Implicitly Shortening Your Code

Another road block I encountered was learning about implicit values in Scala. When declared as implicit, a value doesn’t need to be explicitly passed into a method, therefore reducing the amount of boilerplate code.

For example, if I declare a value in the following way:

implicit val database = new DbConnection()

and if I have methods that accept an object of type DbConnection:

def readData(colName: String)(implicit dbConn: DbConnection) = {
...
}

Then I can call a method without explicitly passing in that parameter:

readData("myColumn")   // compiles correctly!

The benefit here is we avoid the excessive boilerplate code associated with passing the same parameters to a large number of method calls. Imagine having many different calls to readData(), as well as calls to writeData() and flushData() that all require the sameDbConnection object. The code is much shorter with implicits!

Scala also has implicit classes, effectively allowing new methods to be added to existing classes, somewhat like Ruby’s “monkey patching”.

And There’s More…

Even after six months of programming in Scala, I’m continuing to learn more great things about the language. Each time I wrap my mind around the Scala way of doing things, I’m glad I made the effort.
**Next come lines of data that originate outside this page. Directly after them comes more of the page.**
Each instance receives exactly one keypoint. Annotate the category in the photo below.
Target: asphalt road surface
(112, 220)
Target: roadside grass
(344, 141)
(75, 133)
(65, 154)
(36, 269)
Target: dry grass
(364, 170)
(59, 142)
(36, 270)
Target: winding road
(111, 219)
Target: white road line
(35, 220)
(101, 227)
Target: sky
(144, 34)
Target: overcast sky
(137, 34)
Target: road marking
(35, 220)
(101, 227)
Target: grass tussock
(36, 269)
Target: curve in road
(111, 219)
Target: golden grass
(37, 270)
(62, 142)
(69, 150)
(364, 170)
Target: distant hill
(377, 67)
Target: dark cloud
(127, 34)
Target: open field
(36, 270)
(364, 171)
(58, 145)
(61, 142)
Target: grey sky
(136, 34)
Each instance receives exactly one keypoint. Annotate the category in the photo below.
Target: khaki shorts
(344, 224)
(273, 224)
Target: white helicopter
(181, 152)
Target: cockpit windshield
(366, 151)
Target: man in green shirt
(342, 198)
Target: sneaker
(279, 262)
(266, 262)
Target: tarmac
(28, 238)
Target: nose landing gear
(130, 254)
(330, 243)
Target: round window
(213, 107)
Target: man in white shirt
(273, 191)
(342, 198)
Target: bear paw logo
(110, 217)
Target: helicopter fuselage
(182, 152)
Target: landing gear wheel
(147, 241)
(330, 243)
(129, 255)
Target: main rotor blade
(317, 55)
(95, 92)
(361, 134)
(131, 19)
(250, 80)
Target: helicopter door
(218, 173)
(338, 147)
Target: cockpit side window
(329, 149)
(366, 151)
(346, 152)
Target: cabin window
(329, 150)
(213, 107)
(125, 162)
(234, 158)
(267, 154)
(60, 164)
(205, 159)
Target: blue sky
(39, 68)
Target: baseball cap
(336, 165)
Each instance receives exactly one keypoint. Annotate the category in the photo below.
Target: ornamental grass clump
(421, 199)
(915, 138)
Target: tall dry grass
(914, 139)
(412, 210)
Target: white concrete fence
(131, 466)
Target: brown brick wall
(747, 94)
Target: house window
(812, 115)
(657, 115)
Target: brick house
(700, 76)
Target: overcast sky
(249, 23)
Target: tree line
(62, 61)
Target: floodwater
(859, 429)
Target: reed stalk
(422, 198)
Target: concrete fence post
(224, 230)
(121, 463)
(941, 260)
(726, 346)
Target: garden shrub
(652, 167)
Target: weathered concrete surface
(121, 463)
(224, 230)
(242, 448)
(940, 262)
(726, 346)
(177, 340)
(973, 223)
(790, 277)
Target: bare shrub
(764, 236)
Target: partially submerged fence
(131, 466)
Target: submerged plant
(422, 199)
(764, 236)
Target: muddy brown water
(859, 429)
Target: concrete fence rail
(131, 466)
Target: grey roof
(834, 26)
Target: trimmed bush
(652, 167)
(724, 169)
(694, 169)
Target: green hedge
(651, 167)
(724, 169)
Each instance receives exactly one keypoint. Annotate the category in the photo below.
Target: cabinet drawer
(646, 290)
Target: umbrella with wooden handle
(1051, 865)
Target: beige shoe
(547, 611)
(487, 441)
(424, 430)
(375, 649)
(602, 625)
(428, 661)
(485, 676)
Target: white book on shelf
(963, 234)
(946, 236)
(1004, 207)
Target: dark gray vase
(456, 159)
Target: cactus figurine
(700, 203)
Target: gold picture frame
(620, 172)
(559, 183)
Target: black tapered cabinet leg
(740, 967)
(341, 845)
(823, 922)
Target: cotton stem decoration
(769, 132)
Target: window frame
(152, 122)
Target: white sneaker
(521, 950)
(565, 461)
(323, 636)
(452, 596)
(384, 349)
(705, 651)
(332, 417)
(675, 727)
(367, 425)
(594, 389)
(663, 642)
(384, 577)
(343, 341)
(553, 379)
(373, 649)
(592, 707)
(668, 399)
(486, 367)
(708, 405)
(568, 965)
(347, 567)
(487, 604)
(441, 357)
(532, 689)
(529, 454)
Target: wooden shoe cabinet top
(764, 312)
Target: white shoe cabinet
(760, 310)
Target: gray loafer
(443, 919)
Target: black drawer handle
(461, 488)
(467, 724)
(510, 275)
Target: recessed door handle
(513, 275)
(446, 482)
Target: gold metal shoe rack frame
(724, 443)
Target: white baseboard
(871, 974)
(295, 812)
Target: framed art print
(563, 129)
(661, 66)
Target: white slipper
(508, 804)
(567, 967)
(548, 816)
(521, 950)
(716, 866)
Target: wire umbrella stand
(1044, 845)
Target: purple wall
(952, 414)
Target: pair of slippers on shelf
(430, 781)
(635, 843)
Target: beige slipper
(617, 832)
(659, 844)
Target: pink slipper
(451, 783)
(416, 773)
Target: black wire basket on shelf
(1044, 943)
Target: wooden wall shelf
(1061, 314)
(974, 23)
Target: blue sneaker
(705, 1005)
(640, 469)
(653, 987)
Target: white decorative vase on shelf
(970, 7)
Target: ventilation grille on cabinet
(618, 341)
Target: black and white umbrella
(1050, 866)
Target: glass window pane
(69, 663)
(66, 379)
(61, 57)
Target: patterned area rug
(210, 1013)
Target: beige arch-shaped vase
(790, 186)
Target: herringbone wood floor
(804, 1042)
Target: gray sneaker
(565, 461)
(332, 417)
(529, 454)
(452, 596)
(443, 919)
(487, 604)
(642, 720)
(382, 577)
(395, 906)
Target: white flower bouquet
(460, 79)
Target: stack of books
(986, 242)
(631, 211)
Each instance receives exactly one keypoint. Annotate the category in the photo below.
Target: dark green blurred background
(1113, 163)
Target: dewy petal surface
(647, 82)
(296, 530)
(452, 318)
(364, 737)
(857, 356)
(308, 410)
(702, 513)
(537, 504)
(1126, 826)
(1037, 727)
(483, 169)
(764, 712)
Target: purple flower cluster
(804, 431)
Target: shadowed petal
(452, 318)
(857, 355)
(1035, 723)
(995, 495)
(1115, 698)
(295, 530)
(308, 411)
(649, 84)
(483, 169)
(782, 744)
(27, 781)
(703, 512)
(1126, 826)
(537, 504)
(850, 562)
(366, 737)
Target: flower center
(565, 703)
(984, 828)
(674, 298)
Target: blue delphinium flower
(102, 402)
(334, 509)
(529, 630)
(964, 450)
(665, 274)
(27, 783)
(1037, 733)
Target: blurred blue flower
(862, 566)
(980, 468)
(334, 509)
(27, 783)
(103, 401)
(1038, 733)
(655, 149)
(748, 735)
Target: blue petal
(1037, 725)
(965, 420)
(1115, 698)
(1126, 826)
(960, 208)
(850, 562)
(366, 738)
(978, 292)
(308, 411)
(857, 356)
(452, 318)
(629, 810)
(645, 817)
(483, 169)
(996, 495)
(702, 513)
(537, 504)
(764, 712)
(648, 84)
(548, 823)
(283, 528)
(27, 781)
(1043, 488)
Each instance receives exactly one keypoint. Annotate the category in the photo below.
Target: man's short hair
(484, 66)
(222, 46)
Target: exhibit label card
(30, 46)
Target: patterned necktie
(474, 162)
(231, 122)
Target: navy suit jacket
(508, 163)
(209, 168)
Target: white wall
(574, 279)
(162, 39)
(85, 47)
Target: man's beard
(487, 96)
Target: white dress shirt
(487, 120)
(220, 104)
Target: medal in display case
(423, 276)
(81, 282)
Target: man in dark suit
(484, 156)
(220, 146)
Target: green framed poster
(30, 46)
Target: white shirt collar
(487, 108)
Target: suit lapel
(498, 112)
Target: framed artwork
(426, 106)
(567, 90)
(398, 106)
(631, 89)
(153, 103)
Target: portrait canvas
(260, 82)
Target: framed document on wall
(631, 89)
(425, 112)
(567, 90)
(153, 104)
Here are some other concepts I’ve learned:

  • Case Classes - A fast and simple way to create compound immutable values. For example: Person("John", "Brown")
  • Case Statements - An improvement over traditional switch statements, allowing pattern matching based on data types, as well as matching case class values. For example: case p: Person => println("Matched Person")
  • Lazy Evaluation - Evaluates a potentially complex expression only when the value is actually needed.
  • Streaming Data - Allows data to be processed as it’s being generated, or as it arrives from the network or a database, rather than waiting until it’s fully in memory.
  • Some and None - A replacement for “null pointers”, allowing the absence of data to be indicated in a type-safe way. Whereas invoking.map on a null value causes an exception, None.map(...) safely returns an empty list.
  • The Either class - Allows a choice of two different return types in a single return value. Often used to indicate a success value, or alternatively an error message.
  • Futures - Allows segments of code to execute asynchronously. Somewhat like creating a new thread, but with a more elegant programming style.
  • The Play Framework - A fully-fledged web application framework, similar to Ruby on Rails, or Django.

And the list goes on… rather than repeating all the literature, I highly recommend you read Learning Scala for a gentle introduction, and then Scala Cookbook for more detail. Finally, once you’re up to speed, Scala’s own documentation is an excellent resource.

Summary

As I mentioned at the start of this blog post, Scala can be an intimidating language at first, and your ramp-up time is definitely impacted by your previous language experience. In the end, I’m glad I took the time to read the books and take on Scala projects, as I’m now able to benefit from everything Scala has to offer. This is especially true about the world of high-performance computing, including data analytics.